Aciertas plenamente, en mi opinión, al plantear la pregunta de lo que pasa por la cabeza de hombres cuya «entropía emocional» les hace impermeables al sufrimiento ajeno, incluido el de sus propios hijos y familiares. Apuntas la imperativa necesidad de profundizar en las respuestas (hay varias) por estrictas razones de defensa propia (y «subrogada», diría yo). Señalas que las conductas humanas no son predecibles en cada caso, pero tienen tendencia a repetirse. Exacto, y por eso es tan importante (aunque a veces sea también repugnante) meterse en la cabeza de los monstruos y explorarlas hasta el rincón más oculto, pues no hay otra manera de evitar que repitan sus aberraciones. Por eso callar al asesino va contra la posibilidad de pensar lo que ha hecho e intentar corregir lo corregible. Y esto, señalas con acierto, va más allá de la psiquiatría o el derecho penal, pues lo que está en juego es «un conocimiento pertinente para la sociedad en su conjunto y en todas sus dimensiones». Negarse a verlo es renunciar a comprender por «miedo a enfrentarnos en el espejo de nuestra propia inhumanidad».
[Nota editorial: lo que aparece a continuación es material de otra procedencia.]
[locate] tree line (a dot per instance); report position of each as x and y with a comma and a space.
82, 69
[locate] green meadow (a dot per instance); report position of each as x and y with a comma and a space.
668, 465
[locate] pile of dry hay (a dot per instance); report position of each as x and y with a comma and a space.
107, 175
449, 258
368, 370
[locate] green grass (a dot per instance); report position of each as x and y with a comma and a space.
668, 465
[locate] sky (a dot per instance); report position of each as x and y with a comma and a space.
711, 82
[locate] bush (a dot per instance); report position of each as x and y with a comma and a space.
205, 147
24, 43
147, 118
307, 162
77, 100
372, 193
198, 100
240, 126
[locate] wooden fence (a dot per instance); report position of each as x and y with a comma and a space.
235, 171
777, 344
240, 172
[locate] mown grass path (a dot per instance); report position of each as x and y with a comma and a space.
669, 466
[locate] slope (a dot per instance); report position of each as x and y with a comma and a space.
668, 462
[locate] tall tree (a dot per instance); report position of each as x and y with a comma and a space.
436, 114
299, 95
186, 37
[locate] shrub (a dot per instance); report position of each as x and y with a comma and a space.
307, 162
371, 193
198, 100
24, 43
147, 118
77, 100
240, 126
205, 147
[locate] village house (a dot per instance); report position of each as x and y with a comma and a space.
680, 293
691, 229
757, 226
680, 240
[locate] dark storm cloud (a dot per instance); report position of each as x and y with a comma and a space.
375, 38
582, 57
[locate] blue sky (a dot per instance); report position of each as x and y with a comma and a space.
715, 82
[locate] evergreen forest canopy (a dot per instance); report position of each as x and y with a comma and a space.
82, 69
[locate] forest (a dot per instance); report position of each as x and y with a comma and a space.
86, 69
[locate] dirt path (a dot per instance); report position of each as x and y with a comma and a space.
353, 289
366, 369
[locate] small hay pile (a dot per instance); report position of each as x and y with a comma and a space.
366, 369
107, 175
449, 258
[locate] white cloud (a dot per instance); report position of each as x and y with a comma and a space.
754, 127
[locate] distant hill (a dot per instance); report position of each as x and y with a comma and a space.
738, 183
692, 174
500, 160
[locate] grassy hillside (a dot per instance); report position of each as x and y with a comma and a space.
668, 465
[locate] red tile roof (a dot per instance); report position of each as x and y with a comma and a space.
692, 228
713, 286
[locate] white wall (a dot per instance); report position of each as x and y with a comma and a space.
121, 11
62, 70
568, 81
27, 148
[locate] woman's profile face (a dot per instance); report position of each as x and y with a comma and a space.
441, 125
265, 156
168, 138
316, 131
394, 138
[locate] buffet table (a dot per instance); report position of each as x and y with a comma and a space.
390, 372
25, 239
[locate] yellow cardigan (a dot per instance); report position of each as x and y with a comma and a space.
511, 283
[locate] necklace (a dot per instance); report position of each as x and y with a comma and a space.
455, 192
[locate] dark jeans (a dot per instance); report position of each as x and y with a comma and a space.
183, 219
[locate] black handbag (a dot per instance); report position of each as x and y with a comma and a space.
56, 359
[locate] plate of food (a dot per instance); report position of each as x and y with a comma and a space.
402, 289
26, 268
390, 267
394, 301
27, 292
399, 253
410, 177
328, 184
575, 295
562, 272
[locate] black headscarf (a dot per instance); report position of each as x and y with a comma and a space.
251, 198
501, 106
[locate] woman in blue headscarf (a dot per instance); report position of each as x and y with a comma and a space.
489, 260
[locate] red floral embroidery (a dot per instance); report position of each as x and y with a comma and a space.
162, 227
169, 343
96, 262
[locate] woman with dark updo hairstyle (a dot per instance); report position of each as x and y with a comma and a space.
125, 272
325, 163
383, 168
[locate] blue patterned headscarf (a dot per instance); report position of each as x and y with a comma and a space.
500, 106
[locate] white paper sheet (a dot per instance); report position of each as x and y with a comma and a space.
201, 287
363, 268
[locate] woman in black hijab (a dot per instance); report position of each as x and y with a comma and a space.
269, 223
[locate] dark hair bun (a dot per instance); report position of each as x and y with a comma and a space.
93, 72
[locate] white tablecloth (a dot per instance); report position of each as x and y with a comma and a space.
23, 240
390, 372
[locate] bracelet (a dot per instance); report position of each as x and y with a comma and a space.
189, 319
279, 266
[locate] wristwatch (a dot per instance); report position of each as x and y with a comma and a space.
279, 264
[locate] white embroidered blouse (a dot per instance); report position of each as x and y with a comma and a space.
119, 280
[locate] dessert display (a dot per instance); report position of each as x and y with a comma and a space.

Recuerdas que el feminismo ha asumido como propio el veredicto de no dar voz al asesino, pero objetas que eso no puede imponerse de manera autoritaria, no se pueden obviar los derechos conculcados y las consecuencias de la prohibición. Subrayo tu referencia al nefasto Claude Lanzmann, que tanto luchó para evitar cualquier análisis que intentase comprender (en el sentido de entender, no de aprobar) una de las mayores barbaries de la historia: el Holocausto.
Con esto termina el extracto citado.